Debt has been the main dynamic driving these shifts – always with new twists and turns. It polarizes wealth to create a creditor class, whose oligarchic rule is ended as new leaders (“tyrants” to Aristotle) win popular support by cancelling the debts and redistributing property or taking its usufruct for the state.
Since the Renaissance, however, bankers have shifted their political support to democracies. This did not reflect egalitarian or liberal political convictions as such, but rather a desire for better security for their loans. As James Steuart explained in 1767, royal borrowings remained private affairs rather than truly public debts [1]. For a sovereign’s debts to become binding upon the entire nation, elected representatives had to enact the taxes to pay their interest charges.
By giving taxpayers this voice in government, the Dutch and British democracies provided creditors with much safer claims for payment than did kings and princes whose debts died with them. But the recent debt protests from Iceland to Greece and Spain suggest that creditors are shifting their support away from democracies. They are demanding fiscal austerity and even privatization sell-offs.

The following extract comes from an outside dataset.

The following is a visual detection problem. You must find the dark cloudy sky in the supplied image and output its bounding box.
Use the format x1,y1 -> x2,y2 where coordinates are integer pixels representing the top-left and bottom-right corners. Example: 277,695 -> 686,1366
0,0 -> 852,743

This is turning international finance into a new mode of warfare. Its objective is the same as military conquest in times past: to appropriate land and mineral resources, communal infrastructure and extract tribute. In response, democracies are demanding referendums over whether to pay creditors by selling off the public domain and raising taxes to impose unemployment, falling wages and economic depression. The alternative is to write down debts or even annul them, and to re-assert regulatory control over the financial sector.